A essa altura, havia muita discussão ética sobre a eletricidade, uma percepção de que ela talvez fosse uma espécie de "faísca da vida", não apenas útil para trazer os mortos de volta, mas também capaz de criar vida do nada; processo conhecido como abiogênese. Os defensores dessa teoria acreditavam que a eletricidade era o componente vital para iniciar a vida o que gerou ainda maior debate, com cientistas sendo acusados (ou afirmando categoricamente) ter ao seu alcance uma faculdade única, até então exclusiva de Deus.
O uso da eletricidade estava se ramificando em outras maneiras de afetar o corpo humano, como o uso de choque elétrico para curar a insanidade, agora conhecido como terapia eletroconvulsiva, e uma vasta gama de outras condições médicas. A eletricidade se consolidava cada vez mais como um meio através do qual tudo era alcançável.
Embora ninguém tenha sido trazido de volta dos mortos com galvanismo, o uso da eletricidade abriu o caminho para a aplicação moderna de eletricidade ao corpo humano para fins médicos e o estudo das propriedades elétricas de células e tecidos biológicos, chamados eletro fisiologia. Ao mesmo tempo, ampliou nosso conhecimento das vias neurais e ao monitoramento da atividade elétrica do coração, dos músculos e até do cérebro. Os teóricos afinal não estavam inteiramente errados, a eletricidade era partícula essencial para a vida.
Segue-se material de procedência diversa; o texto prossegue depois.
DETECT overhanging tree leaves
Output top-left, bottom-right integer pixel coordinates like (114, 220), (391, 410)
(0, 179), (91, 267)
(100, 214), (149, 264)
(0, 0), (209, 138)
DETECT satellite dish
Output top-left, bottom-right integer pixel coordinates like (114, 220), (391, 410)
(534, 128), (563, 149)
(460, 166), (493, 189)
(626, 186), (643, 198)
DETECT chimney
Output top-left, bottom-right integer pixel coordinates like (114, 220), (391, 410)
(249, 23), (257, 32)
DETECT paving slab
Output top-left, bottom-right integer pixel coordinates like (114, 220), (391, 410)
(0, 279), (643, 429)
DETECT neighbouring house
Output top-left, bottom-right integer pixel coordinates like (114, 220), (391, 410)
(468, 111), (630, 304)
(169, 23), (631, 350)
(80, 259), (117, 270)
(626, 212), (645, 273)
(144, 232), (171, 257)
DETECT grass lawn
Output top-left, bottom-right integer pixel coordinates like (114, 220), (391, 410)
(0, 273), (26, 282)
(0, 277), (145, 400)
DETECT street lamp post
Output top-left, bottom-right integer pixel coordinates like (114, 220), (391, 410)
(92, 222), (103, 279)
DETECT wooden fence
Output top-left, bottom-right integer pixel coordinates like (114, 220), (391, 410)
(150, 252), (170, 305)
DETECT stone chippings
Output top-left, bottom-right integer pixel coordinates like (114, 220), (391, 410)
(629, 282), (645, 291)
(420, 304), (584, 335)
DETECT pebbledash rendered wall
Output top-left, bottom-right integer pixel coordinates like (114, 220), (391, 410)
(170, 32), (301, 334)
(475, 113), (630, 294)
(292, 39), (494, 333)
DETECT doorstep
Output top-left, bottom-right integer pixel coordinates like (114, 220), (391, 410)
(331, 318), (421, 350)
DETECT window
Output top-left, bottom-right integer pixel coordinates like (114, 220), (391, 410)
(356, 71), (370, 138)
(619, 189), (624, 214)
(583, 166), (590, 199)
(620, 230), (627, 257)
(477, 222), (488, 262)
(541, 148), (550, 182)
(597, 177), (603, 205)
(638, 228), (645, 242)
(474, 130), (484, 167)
Ainda que a eletricidade nunca tenha reanimado um cadáver, o trabalho de Galvani e até de Ure estabeleceu um legado duradouro na medicina e no campo da neurociência moderna. E tudo teve início de forma muito estranha na história da ciência médica, um olhar sombrio sobre o desejo da humanidade de mergulhar em reinos que não entendemos, e talvez não sejamos feitos para entender.
O século XIX foi um dos mais interessantes em termos de descobertas científicas. Dá muito pano para manga para escrever aventuras de RPG e contos, principalmente de estilo gótico!